[PATCH v2] core: Non-blocking io.popen

Fri May 31 14:49:43 MSK 2019

A few more comments. Please take a look.

On Wed, May 29, 2019 at 10:08:09AM +0300, Stanislav Zudin wrote:
> diff --git a/src/lib/core/coio_popen.c b/src/lib/core/coio_popen.c
> +#include <stddef.h>
> +#include <signal.h>
> +#include "coio_popen.h"
> +#include "coio_task.h"
> +#include "fiber.h"
> +#include "say.h"
> +#include "fio.h"
> +#include <stdio.h>
> +#include <stdlib.h>
> +#include <dirent.h>
> +#include <sys/wait.h>
> +#include <paths.h>

Why do you need this header? Looks like you never use anything from it.
Same for dirent.h. Please include only those headers you really need.

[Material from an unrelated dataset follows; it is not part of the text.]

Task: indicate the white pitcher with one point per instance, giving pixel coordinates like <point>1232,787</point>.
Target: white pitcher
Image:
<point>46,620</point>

> +static struct popen_data *
> +popen_lookup_data_by_pid(pid_t pid)
> +{
> +	struct popen_data *cur = popen_data_list;
> +	for(; cur; cur = cur->next) {
> +		if (cur->pid == pid)
> +			return cur;
> +	}

Please write a comment explaining why you think linear search is fine
here and why we don't use some kind of hash or tree.

> +
> +	return NULL;
> +}
> +
> +static void
> +popen_exclude_from_list(struct popen_data *data)
> +{
> +	if (popen_data_list == data) {
> +		popen_data_list = data->next;
> +		return;
> +	}
> +
> +	/* Find the previous entry */
> +	struct popen_data *prev = popen_data_list;
> +	for( ; prev && prev->next != data; prev = prev->next) {
> +		/* empty */;
> +	}
> +
> +	if (!prev)
> +		return ;
> +	assert(prev->next == data);
> +	prev->next = data->next;

Looks like doubly-linked list (rlist) would suit better here.

> +}
> +
> +/*
> + * Returns next socket to read.
> + * Use this function when both STDOUT and STDERR outputs
> + * are ready for reading.

But what does it do? How does it prioritize? Though short, this function
looks kinda arcane to me due to this bit manipulation magic. Please
clarify. However, if you switch to ev io, you'll probably won't be
needing it.

> + * */
> +static inline int
> +get_handle_in_order(struct popen_data *data)
> +{
> +	/*
> +	 * Invert the order of handles to be read
> +	 */
> +	const int mask = STDERR_FILENO | STDOUT_FILENO;
> +	data->prev_source ^= mask;
> +
> +	/*
> +	 * If handle is not available, invert it back
> +	 */
> +	if (data->fh[data->prev_source] < 0)
> +		data->prev_source ^= mask;
> +	/*
> +	 * if both reading handles are invalid return -1
> +	 */
> +	return data->fh[data->prev_source];
> +}

> +void *
> +coio_popen_impl(char** argv, int argc,
> +	char** environment, int environment_size,
> +	int stdin_fd, int stdout_fd, int stderr_fd)
> +{
> +	pid_t pid;
> +	int socket_rd[2] = {-1,-1};
> +	int socket_wr[2] = {-1,-1};
> +	int socket_er[2] = {-1,-1};
> +	errno = 0;
> +
> +	struct popen_data *data = popen_data_new();
> +	if (data == NULL)
> +		return NULL;
> +
> +	/* Setup a /dev/null if necessary */
> +	bool read_devnull = (stdin_fd == FIO_DEVNULL);
> +	bool write_devnull = (stdout_fd == FIO_DEVNULL) ||
> +			     (stderr_fd == FIO_DEVNULL);
> +	int devnull_flags = O_RDWR | O_CREAT;
> +	if (!read_devnull)
> +		devnull_flags = O_WRONLY | O_CREAT;
> +	else if (!write_devnull)
> +		devnull_flags = O_RDONLY | O_CREAT;
> +
> +	if (read_devnull || write_devnull) {
> +		data->devnull_fd = open("/dev/null", devnull_flags, 0666);

No need to pass mode unless you're creating a file.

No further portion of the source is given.